In pochi anni il mercato globale della cybersecurity quasi triplicherà, passando secondo molte previsioni dai 193 miliardi di dollari del 2024 agli oltre 560 miliardi del 2032, con un incremento annuale del 14%. Ma questa crescita non sarà equamente distribuita: gran parte degli investimenti resterà concentrata tra USA, Cina, Israele e alcune capitali europee. Le PMI italiane  rischiano di affrontare la transizione digitale senza gli strumenti minimi per proteggere dati, sistemi e identità.

Nel 2030 non sarà sufficiente avere un firewall aggiornato. Servirà sapere dove ci troviamo e dove stiamo andando. Perché la capacità di proteggersi nel cyberspazio sarà sempre più legata alla capacità di comprendere.

Inoltre i territori digitalmente deboli, incapaci di difendere le proprie reti, diventeranno terreno fertile per attori malevoli, proxy involontari o deliberati di campagne criminali e geopolitiche.

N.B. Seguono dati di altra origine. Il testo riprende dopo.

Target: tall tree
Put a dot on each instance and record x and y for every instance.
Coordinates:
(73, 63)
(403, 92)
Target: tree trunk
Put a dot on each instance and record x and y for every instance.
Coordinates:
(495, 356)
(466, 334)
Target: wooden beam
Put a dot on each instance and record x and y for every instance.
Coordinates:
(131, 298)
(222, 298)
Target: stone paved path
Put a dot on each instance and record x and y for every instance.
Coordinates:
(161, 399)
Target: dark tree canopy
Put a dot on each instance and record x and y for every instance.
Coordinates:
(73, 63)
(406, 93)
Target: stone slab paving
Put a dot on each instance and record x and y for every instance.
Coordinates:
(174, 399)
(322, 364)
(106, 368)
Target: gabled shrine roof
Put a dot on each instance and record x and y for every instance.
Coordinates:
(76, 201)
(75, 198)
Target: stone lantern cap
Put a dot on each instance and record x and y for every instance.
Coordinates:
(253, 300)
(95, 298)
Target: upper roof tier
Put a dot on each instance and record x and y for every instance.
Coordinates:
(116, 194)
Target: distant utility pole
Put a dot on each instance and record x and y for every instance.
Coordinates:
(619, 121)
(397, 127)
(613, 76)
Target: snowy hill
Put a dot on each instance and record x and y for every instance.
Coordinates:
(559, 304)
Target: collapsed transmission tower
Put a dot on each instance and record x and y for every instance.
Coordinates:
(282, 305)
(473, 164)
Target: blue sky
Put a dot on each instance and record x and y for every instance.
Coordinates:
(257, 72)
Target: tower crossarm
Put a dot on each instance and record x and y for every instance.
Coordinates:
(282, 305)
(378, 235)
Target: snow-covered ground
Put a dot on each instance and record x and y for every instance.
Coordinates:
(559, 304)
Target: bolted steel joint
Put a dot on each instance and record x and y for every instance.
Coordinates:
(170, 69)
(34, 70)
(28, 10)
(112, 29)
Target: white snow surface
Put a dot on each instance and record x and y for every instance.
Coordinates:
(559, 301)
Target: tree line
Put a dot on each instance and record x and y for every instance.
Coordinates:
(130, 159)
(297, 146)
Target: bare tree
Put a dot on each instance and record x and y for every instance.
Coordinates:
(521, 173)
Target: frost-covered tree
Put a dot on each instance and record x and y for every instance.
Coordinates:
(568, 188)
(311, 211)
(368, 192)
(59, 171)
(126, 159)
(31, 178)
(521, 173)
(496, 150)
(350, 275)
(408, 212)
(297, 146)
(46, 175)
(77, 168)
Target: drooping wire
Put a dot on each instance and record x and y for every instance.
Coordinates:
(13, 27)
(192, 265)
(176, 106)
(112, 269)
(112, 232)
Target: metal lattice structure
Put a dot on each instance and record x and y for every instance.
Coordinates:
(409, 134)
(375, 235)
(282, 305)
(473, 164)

Come la Tortuga dei pirati del XVII secolo o la Somalia dei giorni d’oggi, ospiteranno infrastrutture di attacco, data center opachi, economie parallele del malware. Non solo bersagli: basi di offensive digitali a disposizione di chi vuole colpire altrove, rimanendo invisibile.

La vulnerabilità cyber diventerà un moltiplicatore di disuguaglianza economica e sociale, con conseguenze reali assai gravose. Le imprese meno protette saranno anche le meno competitive, più esposte a ricatti e interruzioni. I territori meno digitalizzati subiranno un duplice danno: esclusione dai servizi innovativi e maggiore esposizione a truffe, furti d’identità, manipolazioni informatiche. La resilienza digitale sarà uno dei principali determinanti dello sviluppo, al pari dell’energia o della logistica.

L’Italia si sta preparando per tempo a questo scenario, ma la sfida è di portata globale e richiede un coordinamento europeo più solido e continuo, insieme alla capacità di rafforzare le alleanze con quegli attori che, per cultura e visione strategica, condividono i principi di una cybersicurezza aperta, affidabile e orientata alla difesa della democrazia. Perché in un cyberspazio dalle onde sempre più agitate, scegliere con chi navigare sarà tanto importante quanto sapersi difendere.